Figure of the Army Irish Republic (IRA) and Sinn Féin, Martin McGuinness, died in the night from Monday to Tuesday at the age of 66, incarnated the image of war then peace in Northern Ireland .
The former paramilitary, who was imprisoned for transporting explosives, had turned into a politician who promotes the peace process, a path that attracts respect but also hatred.
Born May 2, 1950, James Martin Pacelli McGuinness grew up in the disinherited Catholic neighborhood of the Bogside in Derry. As the second child of a family of seven, he left school at the age of 15. The refusal of a local mechanic to take him as an apprentice, because he is a Catholic, will forge his political conscience. At 16, he became a butcher.
In 1968, he joined the Catholic Civil Rights Movement, then two years later the Sinn Féin party. During these years, he is perpetually adorned with his “guerrilla” beret at Che Guevara.
He joined the IRA, where he quickly became a senior manager.
McGuinness will recognize in 2001 – breaking the code of honor which imposes secrecy on its members – to have been the IRA’s number two in Derry during the events of “Bloody Sunday”, when 13 Republicans were killed by the British Army , On 30 January 1972.
If he managed to escape from the British prisons in Northern Ireland, he was imprisoned for six months in the Republic of Ireland in 1973 after being arrested with 113 kilos of explosive and nearly 5,000 ammunition in a car. During his trial, he declared himself “very, very proud” to be a member of the IRA and to fight against the “assassination of our people”.
The British press soon described him as “the most dangerous enemy of the Crown.” The Northern Irish Protestants nicknamed him “Godfather Sponsor”.
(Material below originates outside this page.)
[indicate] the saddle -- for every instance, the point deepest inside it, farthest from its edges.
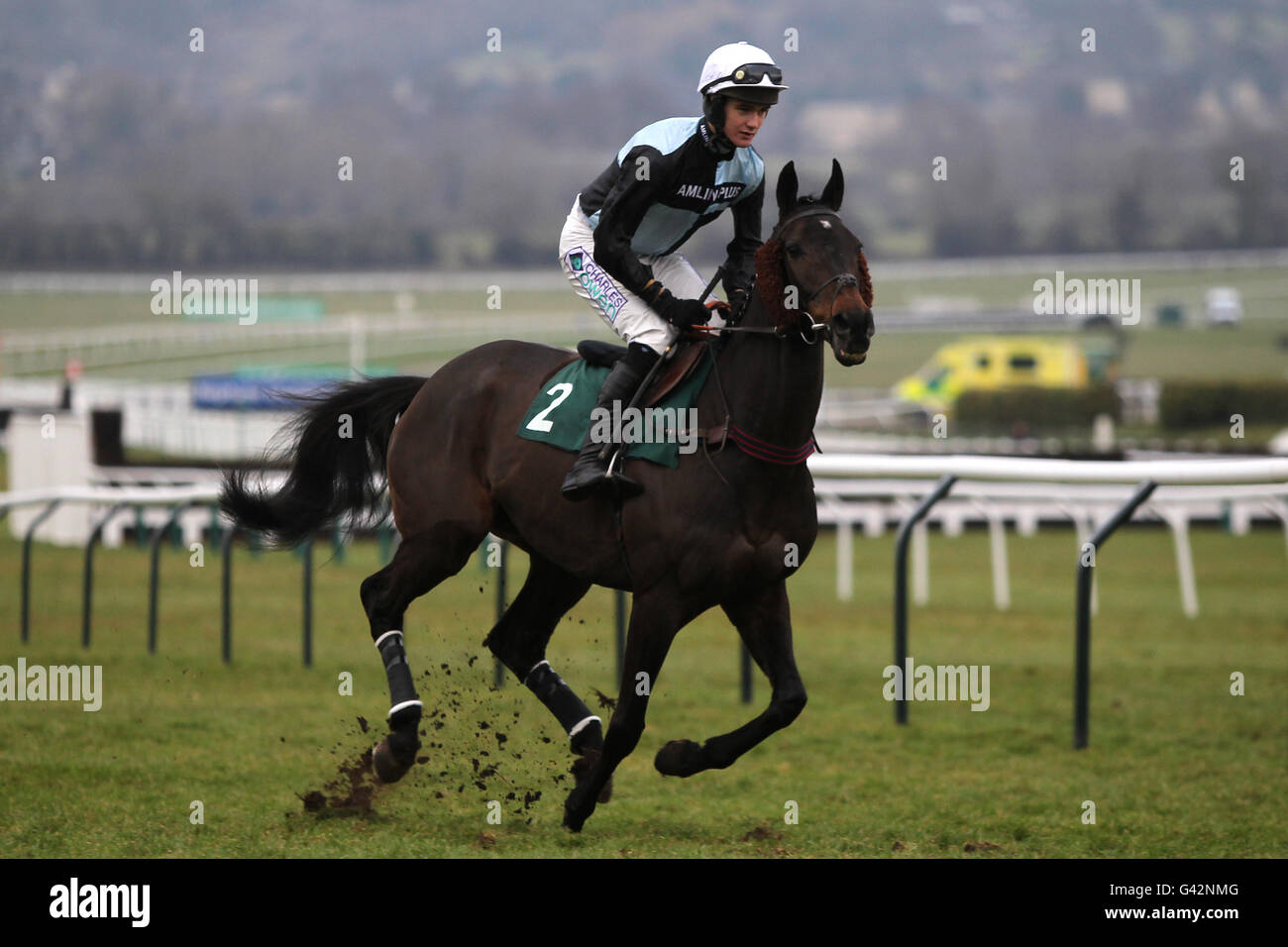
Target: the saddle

But behind the scenes, McGuinness is already playing intermediates with London. In 1972 he secretly met members of the British government. It is committed progressively in favor of the peace and is considered like one of the fathers of the republican aggiornamento.
Becoming number two of Sinn Féin, he works in the shadow of Gerry Adams.
Of all the secret dealings he played a leading role in snatching the 1994 and 1997 ceasefires from the IRA. That year he was elected to the Westminster Parliament in London but refused to sit on the IRA. Not to lend allegiance to the queen, whose sovereignty over Northern Ireland he did not recognize.
Negotiator of the Good Friday Agreement which will put an end to three decades of a conflict against the British authority which has caused more than 3,000 deaths, between 1999 and 2002 Minister of Education in a government of union with the Protestant Unionists.
He is also perceived as the one who convinced the IRA to free himself from his past by dismantling his arsenal in 2005.
In May 2007, he was appointed Deputy Prime Minister of his former enemy, Protestant Ian Paisley.
In June 2012, a highly symbolic gesture, he exchanged a handshake with Elizabeth II at a cultural event held in Northern Ireland on the occasion of the Queen’s Diamond Jubilee.
“Good-bye and God be with you,” he declared in Gaelic before translating his words into English.
Previously, he had completed his redemption in the eyes of some by condemning in implacable terms the killings, in early 2009, of two soldiers and a policeman.
But the families of the victims of the IRA bombs are far from having forgiven him. “Let him roast in hell for eternity,” reacted Tuesday the former Conservative minister Norman Tebbit, whose wife paralyzed out of an attack in 1984.
After ten years as Deputy Prime Minister, McGuinness had resigned at the beginning of January. Already seriously ill, he had refused to run for office in the regional elections in March and announced his withdrawal from political life.
He was a father of four, a poet, a chess player and a fly fishing fan. He hoped, however, to continue “to be an ambassador for peace, unity and reconciliation.”
T he Sinn Féin explained that Martin McGuiness succumbed to a short illness.
Mr. McGuinness was suffering from amyloidosis, a rare disease which causes the deposition of proteins on several organs and which must be combated with chemotherapy treatments.